Attitudes first: rationality attributions and the normativity of rationality
Abstract
This thesis has two distinct aims. The first is to shed light on our practice of attributing rationality to others. To begin, Chapter 2 demonstrates that we cannot rely on questions of what rationality requires to make sense of this practice. Chapter 3 explores a different strategy and directly engages with rationality attributions. It lays out some desiderata for an adequate account of such attributions. Chapter 4 develops a novel account of rationality attributions. This account focusses on explicitly mentioning sets of an agent’s attitudes, and also includes a measure for the attribution’s robustness. Thanks to these features, the account meets the desiderata, and also allows for progress on persisting disagreements in the debate. Chapter 5 further illustrates the account by contrasting it with an alternative contextualist understanding of rationality attributions.
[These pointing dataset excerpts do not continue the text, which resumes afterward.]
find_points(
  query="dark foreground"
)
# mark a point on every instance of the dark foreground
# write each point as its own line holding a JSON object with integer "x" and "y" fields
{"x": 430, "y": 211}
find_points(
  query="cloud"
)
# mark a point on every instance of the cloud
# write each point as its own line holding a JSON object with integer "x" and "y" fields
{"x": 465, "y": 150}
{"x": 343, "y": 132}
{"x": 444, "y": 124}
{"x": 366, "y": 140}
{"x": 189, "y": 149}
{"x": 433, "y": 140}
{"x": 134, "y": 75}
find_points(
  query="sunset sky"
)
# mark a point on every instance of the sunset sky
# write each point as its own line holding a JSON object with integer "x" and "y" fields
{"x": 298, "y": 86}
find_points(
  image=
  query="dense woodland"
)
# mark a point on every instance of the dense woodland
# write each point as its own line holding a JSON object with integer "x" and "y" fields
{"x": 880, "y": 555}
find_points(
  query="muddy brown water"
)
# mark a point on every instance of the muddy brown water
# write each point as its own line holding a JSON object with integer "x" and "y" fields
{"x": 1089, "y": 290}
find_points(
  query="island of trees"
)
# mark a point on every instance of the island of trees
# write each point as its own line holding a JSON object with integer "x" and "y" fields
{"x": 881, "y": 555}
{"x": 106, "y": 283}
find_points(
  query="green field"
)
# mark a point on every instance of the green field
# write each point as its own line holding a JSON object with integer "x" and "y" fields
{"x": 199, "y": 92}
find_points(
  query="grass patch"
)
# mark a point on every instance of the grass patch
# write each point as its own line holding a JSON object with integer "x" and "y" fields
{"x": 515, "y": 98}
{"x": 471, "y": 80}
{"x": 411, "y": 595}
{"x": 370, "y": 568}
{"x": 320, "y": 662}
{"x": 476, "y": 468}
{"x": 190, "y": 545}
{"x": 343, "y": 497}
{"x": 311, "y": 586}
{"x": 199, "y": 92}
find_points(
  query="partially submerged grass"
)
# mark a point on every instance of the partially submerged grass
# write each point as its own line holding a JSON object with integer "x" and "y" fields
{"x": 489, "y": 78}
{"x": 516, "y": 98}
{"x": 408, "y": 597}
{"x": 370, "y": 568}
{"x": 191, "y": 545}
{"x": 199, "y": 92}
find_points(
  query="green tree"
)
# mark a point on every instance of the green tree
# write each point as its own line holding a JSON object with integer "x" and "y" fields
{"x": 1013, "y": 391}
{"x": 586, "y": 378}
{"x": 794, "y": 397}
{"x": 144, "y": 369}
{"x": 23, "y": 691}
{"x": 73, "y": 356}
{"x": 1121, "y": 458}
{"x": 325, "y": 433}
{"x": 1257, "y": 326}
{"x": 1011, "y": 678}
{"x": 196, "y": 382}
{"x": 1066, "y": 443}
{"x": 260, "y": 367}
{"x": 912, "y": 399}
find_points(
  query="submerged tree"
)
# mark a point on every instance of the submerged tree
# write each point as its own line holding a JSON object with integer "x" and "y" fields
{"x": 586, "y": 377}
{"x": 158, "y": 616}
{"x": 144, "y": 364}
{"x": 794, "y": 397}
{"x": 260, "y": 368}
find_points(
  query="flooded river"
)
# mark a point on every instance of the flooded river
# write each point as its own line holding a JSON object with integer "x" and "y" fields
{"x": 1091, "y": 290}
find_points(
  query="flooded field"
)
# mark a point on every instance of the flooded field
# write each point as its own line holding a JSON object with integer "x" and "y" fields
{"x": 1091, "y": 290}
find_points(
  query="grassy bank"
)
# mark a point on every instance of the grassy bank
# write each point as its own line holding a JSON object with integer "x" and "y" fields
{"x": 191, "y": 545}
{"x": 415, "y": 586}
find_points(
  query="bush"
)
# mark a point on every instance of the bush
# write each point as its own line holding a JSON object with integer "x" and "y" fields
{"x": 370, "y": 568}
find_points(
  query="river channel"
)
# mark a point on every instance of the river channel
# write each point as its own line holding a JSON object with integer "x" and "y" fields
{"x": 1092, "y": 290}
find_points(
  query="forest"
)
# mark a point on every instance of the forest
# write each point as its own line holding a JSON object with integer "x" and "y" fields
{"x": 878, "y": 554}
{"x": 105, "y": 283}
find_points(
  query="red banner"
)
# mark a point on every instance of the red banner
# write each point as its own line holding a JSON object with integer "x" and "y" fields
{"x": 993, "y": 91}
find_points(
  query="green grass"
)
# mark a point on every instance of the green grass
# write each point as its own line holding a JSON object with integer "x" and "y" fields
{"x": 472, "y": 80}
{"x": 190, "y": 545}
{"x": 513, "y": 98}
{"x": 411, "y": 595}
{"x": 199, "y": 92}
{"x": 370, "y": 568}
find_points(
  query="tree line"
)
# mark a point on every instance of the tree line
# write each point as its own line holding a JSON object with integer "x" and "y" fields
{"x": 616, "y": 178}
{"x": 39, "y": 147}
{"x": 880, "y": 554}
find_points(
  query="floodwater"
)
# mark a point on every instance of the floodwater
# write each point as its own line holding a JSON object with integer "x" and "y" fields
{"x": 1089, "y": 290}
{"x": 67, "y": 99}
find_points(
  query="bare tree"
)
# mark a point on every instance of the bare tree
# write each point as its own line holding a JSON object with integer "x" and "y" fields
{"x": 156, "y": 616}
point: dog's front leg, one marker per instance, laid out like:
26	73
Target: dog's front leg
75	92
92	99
The second aim of this thesis is to defend the Normativity of Rationality. In Chapter 6, I consider problems for a reasons-based understanding of the Normativity of Rationality which arise from so-called transmission principles, and point out strategies to defend rationality’s normativity. Chapter 7 provides further support for one of these strategies. Finally, Chapter 8 presents my positive argument. I propose to understand rationality’s normativity in terms of commitment – if you are rationally required to x, you are committed to x. Commitment can avoid the counter-examples of alternative understandings in terms of reasons or ought by combining features of both notions. This makes commitment a promising normative notion in its own right.